Farrell wanted to go to her as she stood at the window with her back to him, but, like Briseis, he dared not cross the border of her pain. He said only, “Well, he scares the pure hell out of me, but he’s not a god. Not if you are.”

“He is not anything. You cannot make anything useful out of contempt and vanity, no matter who you are. Nicholas Bonner is not a god, not human, not a spirit of power—he is nothing, nothing but immortal and eternally enraged at me. As he should be. Can you begin to imagine what I did to him?” She turned to look at Farrell, and her face was gray and small. “Can you imagine what it might be like to know certainly that you have no business existing anywhere—that there is no possible place for you from one end of the universe to the other? Can you imagine how that would feel, Joe? Knowing that you can never even die and be free of this terrible not-life, never? That is what I did to my son, Nicholas Bonner.”

Farrell said, “You must have tried to—l don’t know—to unmake him. You were stronger then, you must have tried.”
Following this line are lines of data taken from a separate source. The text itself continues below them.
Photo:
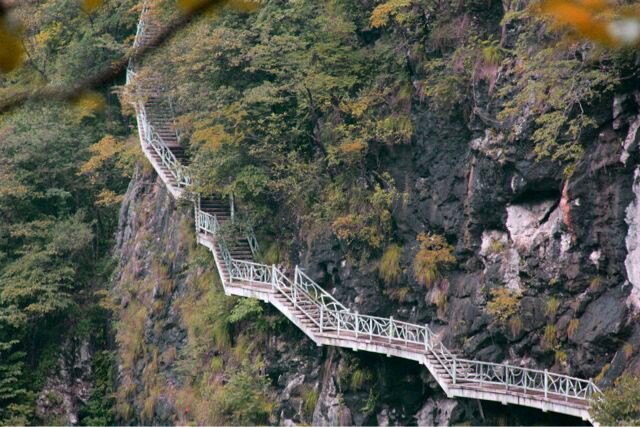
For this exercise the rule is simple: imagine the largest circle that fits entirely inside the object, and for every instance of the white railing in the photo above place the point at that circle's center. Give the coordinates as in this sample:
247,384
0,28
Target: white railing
523,379
207,223
153,139
334,320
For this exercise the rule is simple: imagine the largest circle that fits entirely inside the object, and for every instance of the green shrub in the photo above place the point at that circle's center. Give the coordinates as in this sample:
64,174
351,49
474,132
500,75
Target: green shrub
549,337
572,328
310,396
552,307
435,254
245,398
504,304
389,268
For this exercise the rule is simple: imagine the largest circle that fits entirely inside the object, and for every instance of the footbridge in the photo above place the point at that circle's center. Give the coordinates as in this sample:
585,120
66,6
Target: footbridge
316,312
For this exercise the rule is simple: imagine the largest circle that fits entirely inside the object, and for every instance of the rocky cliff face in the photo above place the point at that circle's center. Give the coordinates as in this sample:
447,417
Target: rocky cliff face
564,252
515,222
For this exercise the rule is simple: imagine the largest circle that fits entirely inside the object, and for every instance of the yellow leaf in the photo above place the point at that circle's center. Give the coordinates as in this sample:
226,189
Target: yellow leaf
90,5
88,104
193,5
11,49
244,5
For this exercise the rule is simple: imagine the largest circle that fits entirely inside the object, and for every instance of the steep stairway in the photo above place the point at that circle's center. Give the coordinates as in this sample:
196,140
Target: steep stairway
316,312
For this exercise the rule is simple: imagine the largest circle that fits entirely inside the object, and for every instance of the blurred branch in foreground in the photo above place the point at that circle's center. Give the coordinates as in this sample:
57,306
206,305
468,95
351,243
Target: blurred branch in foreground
607,23
12,50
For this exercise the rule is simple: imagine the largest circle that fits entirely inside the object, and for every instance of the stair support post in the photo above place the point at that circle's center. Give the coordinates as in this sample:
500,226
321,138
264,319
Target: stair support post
426,338
273,277
453,373
546,383
506,375
356,322
295,295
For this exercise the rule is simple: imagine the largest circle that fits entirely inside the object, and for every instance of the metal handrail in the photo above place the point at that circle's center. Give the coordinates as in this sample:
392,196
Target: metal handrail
335,320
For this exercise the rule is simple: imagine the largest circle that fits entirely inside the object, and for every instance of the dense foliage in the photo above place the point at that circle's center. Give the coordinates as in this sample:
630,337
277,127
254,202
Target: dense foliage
294,109
57,224
620,404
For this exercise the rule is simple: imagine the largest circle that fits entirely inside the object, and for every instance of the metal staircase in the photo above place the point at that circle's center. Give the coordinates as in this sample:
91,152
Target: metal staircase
316,312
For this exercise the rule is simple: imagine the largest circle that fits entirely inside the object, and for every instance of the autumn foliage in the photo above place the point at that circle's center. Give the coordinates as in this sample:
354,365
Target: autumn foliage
600,21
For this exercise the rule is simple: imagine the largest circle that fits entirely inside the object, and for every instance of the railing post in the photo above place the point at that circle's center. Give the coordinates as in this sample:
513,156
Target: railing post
356,322
453,373
546,383
506,375
295,294
273,277
233,208
426,338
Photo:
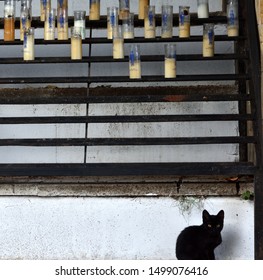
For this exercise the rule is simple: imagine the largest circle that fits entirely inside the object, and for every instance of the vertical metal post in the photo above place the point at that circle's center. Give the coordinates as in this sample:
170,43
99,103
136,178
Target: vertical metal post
255,89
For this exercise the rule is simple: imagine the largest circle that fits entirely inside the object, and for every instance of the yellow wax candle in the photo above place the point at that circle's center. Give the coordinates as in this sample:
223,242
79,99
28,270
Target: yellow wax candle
169,68
49,33
232,31
167,34
184,30
142,5
76,47
23,26
62,30
29,52
208,47
118,48
9,29
94,13
135,70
Sia nodded impatiently. “I could not do it, I was never strong enough. I was exactly like your little witch, just playing with power for every wrong reason and stumbling onto something that would take a miracle to undo. The most I have ever been able to do is to send him very far away, to a place you might call limbo. I don’t want to talk about it. There is nothing to do there but try to sleep and wait for someone to summon you by mistake. Someone always does.” She chuckled suddenly, grimly, and added, “He always looks like that, by the way. My bodies all seem to be older and uglier each time, but Nicholas Bonner is fourteen years old forever.”

“He hates it there,” Farrell said, remembering that first long cry of terror in the redwood grove: Hither then, swiftly, for I’m cold, I’m cold. Sia nodded, looking away. Farrell said, “Something is squeezing this house like a nutcracker. I can’t feel it here, but everywhere else. What’s going on?”
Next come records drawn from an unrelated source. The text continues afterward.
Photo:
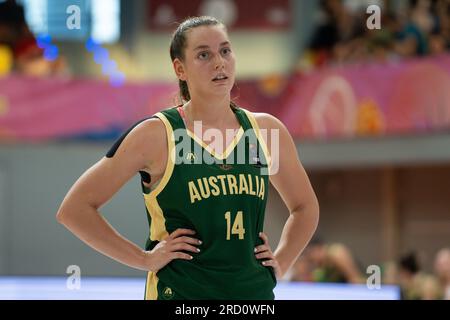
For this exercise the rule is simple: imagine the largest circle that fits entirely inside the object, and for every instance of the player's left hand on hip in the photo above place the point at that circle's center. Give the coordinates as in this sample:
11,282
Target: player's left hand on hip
265,252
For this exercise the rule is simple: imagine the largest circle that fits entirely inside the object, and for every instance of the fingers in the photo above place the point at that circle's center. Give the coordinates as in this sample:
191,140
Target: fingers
269,263
180,232
184,246
187,240
180,255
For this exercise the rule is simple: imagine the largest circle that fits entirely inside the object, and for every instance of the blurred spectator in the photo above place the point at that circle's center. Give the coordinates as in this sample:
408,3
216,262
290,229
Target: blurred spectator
414,284
326,263
341,35
442,269
16,36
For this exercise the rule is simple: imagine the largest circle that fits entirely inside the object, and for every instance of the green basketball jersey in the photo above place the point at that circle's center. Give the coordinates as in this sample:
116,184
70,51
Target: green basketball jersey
223,198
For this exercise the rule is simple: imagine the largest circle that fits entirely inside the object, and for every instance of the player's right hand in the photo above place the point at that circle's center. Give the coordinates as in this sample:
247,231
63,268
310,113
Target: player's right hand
170,248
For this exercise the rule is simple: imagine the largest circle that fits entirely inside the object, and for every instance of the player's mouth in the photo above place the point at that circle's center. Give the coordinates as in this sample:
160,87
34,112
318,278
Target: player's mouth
220,78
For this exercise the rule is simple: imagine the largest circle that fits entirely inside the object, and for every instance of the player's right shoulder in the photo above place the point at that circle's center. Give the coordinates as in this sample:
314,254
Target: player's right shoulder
139,137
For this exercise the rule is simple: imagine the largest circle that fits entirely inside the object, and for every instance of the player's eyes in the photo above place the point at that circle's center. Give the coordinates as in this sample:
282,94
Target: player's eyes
203,55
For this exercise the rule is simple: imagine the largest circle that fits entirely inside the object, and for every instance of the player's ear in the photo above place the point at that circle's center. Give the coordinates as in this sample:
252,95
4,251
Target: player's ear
179,69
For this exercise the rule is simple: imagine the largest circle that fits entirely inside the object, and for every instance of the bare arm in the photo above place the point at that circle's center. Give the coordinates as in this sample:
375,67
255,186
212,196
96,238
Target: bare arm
292,183
79,209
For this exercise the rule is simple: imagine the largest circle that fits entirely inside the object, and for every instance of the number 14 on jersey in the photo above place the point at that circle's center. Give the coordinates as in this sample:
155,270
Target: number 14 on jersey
238,225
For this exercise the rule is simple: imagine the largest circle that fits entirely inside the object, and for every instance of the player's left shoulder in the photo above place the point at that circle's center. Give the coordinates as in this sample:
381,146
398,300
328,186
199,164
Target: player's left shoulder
267,121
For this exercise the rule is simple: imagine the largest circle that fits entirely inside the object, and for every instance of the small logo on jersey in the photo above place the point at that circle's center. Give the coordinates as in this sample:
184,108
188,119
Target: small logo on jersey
190,156
254,156
225,166
168,293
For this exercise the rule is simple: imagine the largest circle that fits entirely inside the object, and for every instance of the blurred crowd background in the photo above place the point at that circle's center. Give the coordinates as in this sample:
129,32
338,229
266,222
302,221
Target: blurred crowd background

“It has begun.” Her voice was placid, almost indifferent. “In time, maybe a few days, they will try again to come into my house, and he will try to make me go to that place where I have sent him before. I wonder if the girl is strong enough to enter this room. The house, yes, I think so, but perhaps not here.” She took Farrell’s hand between her square, stubby-fingered ones, smiling at him, but not drawing him across the invisible line. She said, “Joe, goodness, don’t look that way. There is nothing Nicholas Bonner can do but destroy me for the sake of some justice. The dreadful thing is that it is all he can do.”